We have seen break downs of marriages especially in seemingly well settled high ranking families because of several irreconcilable differences. An onlooker would grope in the dark and speculate as to why should there be a necessity of breaking up when all material needs have been fulfilled. The query is not unfamiliar but the answer would get clarity when we consider that conflict in the mind that permeates to behavioral outlook. It is essentially created because of difference in personality approach and not because there has been anything wrong or deficient in the partner. It is the inability to quest for the hidden strengths in the opposite personality.
How do differences become opportunities? Remember the courtship period before marriage when one is looking for fresh dimensions in the others personality that is providing new thresholds to build upon the new relationship. In effect, it is keeping the relationship fresh. Deficiencies are being overlooked and there is renewed commitment on almost an everyday basis. There is hope and there is appreciation for each other.

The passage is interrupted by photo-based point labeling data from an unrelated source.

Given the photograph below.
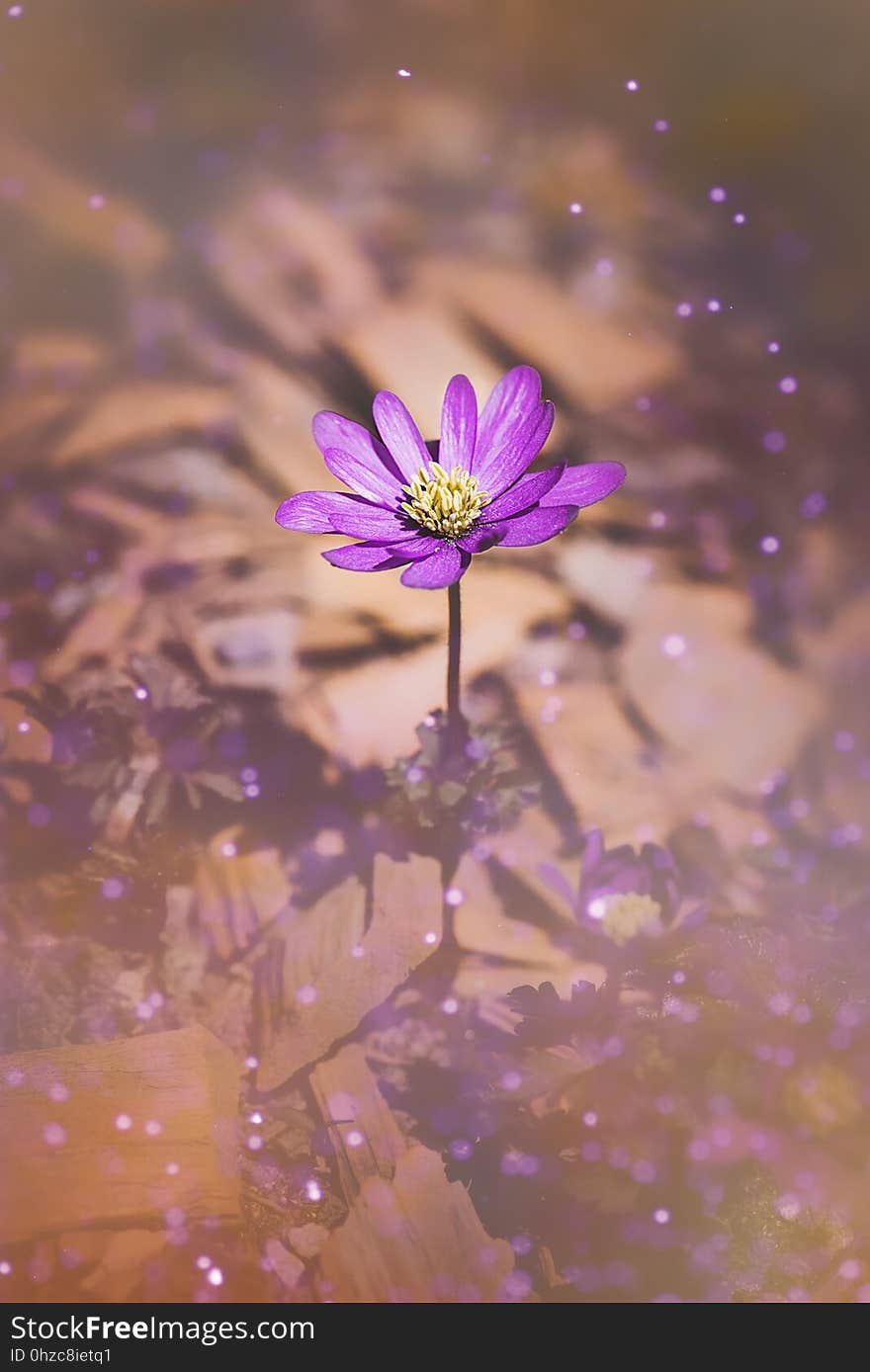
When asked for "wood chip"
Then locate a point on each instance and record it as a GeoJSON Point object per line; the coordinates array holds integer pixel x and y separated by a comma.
{"type": "Point", "coordinates": [333, 973]}
{"type": "Point", "coordinates": [591, 357]}
{"type": "Point", "coordinates": [410, 1235]}
{"type": "Point", "coordinates": [78, 1162]}
{"type": "Point", "coordinates": [236, 895]}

As the couples travel in the journey of life together it becomes ever so important to develop the natural bent of motivation to stay together. Attuning to the values of loyalty, fidelity and compassion augments the approach to helpfulness, comfort, desire for safety and security for each other. There is objectivity to the reasons to be together.
However, break ups get drawn up when subjective judgment starts creeping in. There is a gradual loss of passionate attraction that leads to an uncaring and detached behavior. There is also another aspect quite hidden in the human mind and that is the aspect of intelligence quotient. One partner has an intellectual bent of mind and the other cannot fathom the depth of discussion. One feels that it is hopeless to talk about feelings and the other understands that it is futile to discuss principles. Discourse of any type is not generated and the silence is numbing to the extent the relationship reaches a state of amputation on account of extreme coldness towards each other. Basically, it is a feeler versus a thinker collision.
Good news is that proficiency to sustain a good relation is embedded in every one of us as long as we have the feeling of respect for each other. When a couple recognizes that issues have crept in and it is advisable to split up than languish in a relationship which has nothing more to offer they have to make a choice expeditiously. Not suggesting that separation and divorce should be the first resort at the slightest sign of discord but should be the last resort after having considered all aspects under which the marital bonding had been cemented.
Whatever requires to be done must be done with integrity and courteousness and full control over how the argument is taken forward to its logical end. Just because a relationship is ending does not mean that it was not meant to be a long lasting one. Own the decision and focus on the other things to do with mature and mutual understanding. Make it a collaborative affair rather than a vengeful decision.